Les statistiques officielles – fondement d’une gouvernance fondée sur des faits – sont aujourd’hui prises entre deux feux : la politique et la défiance du public. Dans certains pays, les agences sont marginalisées ; dans d’autres, les citoyens doutent de leur utilité. Si les systèmes statistiques ne parviennent pas à refléter les réalités vécues, s’ils ne fournissent que de simples moyennes abstraites, ils risquent de devenir une victime de plus de la crise de confiance démocratique.
« L’inflation est maîtrisée. » « Le PIB [produit intérieur brut] progresse. » « Nos villes sont sûres. » Ces affirmations, répétées à longueur de communiqués, suscitent désormais plus de méfiance que d’adhésion. Car pour de nombreux citoyens, les factures s’envolent, les économies s’amenuisent et l’avenir des générations futures s’obscurcit. Quand les chiffres contredisent l’expérience vécue, la confiance dans les experts s’effondre.
Depuis des décennies, les offices statistiques décrivent le monde à coups d’agrégats : PIB, chômage, inflation. Ces indicateurs sont utiles, mais leur logique gomme les écarts : le macro prime sur le micro, la moyenne efface la marge. Dire que « l’économie croît » n’a guère de sens pour celui qui voit son pouvoir d’achat s’éroder. D’où la montée d’une exaspération, que l’on pourrait résumer ainsi : « On ne mange pas du PIB. »

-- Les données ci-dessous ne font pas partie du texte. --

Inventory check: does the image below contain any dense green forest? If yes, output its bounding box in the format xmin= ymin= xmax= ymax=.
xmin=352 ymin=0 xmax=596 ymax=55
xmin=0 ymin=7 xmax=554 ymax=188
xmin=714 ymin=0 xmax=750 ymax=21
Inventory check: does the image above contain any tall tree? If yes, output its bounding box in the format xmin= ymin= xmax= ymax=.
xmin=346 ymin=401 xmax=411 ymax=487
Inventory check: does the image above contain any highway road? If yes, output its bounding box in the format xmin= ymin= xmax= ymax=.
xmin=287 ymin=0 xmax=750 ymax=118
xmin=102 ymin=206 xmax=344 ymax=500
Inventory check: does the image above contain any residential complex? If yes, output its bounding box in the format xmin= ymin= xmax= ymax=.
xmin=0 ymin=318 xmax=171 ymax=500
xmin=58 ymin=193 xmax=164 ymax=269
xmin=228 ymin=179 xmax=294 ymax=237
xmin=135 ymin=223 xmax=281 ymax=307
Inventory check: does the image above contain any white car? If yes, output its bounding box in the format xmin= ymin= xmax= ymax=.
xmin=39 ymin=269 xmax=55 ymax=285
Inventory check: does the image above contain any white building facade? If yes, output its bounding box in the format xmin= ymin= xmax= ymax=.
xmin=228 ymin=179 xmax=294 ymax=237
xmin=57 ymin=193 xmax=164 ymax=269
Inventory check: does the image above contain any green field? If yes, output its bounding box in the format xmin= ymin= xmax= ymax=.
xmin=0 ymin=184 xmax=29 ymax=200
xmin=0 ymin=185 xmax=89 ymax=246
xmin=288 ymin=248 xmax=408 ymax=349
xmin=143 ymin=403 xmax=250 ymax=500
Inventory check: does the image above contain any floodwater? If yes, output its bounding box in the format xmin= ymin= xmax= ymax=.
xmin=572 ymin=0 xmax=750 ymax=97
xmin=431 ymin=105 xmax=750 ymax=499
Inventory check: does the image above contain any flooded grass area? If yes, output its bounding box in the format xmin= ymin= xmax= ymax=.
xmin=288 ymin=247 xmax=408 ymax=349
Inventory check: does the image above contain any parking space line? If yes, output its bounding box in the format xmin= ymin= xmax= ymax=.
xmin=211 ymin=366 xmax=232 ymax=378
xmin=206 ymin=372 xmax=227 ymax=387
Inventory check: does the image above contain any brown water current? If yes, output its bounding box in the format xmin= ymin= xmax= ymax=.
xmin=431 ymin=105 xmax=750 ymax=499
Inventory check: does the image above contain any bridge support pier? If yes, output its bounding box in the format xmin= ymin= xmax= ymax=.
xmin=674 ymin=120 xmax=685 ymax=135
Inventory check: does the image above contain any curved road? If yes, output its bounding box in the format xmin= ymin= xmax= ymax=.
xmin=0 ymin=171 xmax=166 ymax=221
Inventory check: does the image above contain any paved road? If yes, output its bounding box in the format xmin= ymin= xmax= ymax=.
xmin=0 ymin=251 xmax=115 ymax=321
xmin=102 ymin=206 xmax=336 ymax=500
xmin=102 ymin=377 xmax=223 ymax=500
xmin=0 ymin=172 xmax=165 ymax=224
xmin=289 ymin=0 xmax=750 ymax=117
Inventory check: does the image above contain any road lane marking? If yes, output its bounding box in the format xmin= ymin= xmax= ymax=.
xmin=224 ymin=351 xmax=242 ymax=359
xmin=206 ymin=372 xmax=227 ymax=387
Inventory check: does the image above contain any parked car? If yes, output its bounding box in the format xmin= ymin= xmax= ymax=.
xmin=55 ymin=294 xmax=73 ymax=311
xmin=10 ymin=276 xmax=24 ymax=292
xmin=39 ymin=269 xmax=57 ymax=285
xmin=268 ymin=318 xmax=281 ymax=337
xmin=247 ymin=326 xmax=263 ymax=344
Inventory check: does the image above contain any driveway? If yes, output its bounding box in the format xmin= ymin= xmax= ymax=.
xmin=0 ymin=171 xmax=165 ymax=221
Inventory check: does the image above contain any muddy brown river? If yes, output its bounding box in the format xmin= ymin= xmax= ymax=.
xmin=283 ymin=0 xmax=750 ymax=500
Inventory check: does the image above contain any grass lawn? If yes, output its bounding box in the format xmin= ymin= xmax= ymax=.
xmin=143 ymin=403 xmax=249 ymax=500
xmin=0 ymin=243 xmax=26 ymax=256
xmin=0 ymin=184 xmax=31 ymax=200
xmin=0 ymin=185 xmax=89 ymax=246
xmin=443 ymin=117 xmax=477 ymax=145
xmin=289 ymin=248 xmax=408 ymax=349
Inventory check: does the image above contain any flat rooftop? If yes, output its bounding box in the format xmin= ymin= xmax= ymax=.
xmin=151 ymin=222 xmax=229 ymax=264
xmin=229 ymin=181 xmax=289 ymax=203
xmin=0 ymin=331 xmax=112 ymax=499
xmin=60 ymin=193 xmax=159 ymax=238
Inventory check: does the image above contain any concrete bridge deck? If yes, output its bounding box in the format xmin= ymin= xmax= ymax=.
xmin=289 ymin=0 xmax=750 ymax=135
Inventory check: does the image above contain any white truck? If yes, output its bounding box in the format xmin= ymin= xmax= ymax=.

La crise est aussi d’ordre épistémologique : qui décide du contenu des savoirs ? Trop souvent, les experts ont monopolisé la définition des statistiques officielles. Leur travail reste indispensable, mais il doit s’ouvrir. En privilégiant les chiffres aux récits, les institutions statistiques se coupent de ceux qu’elles représentent. Une fois la confiance rompue, même les données les plus rigoureuses deviennent suspectes. Loin de rendre l’expertise obsolète, la participation citoyenne peut la renforcer : en révélant les angles morts, en enrichissant les indicateurs de la complexité du réel.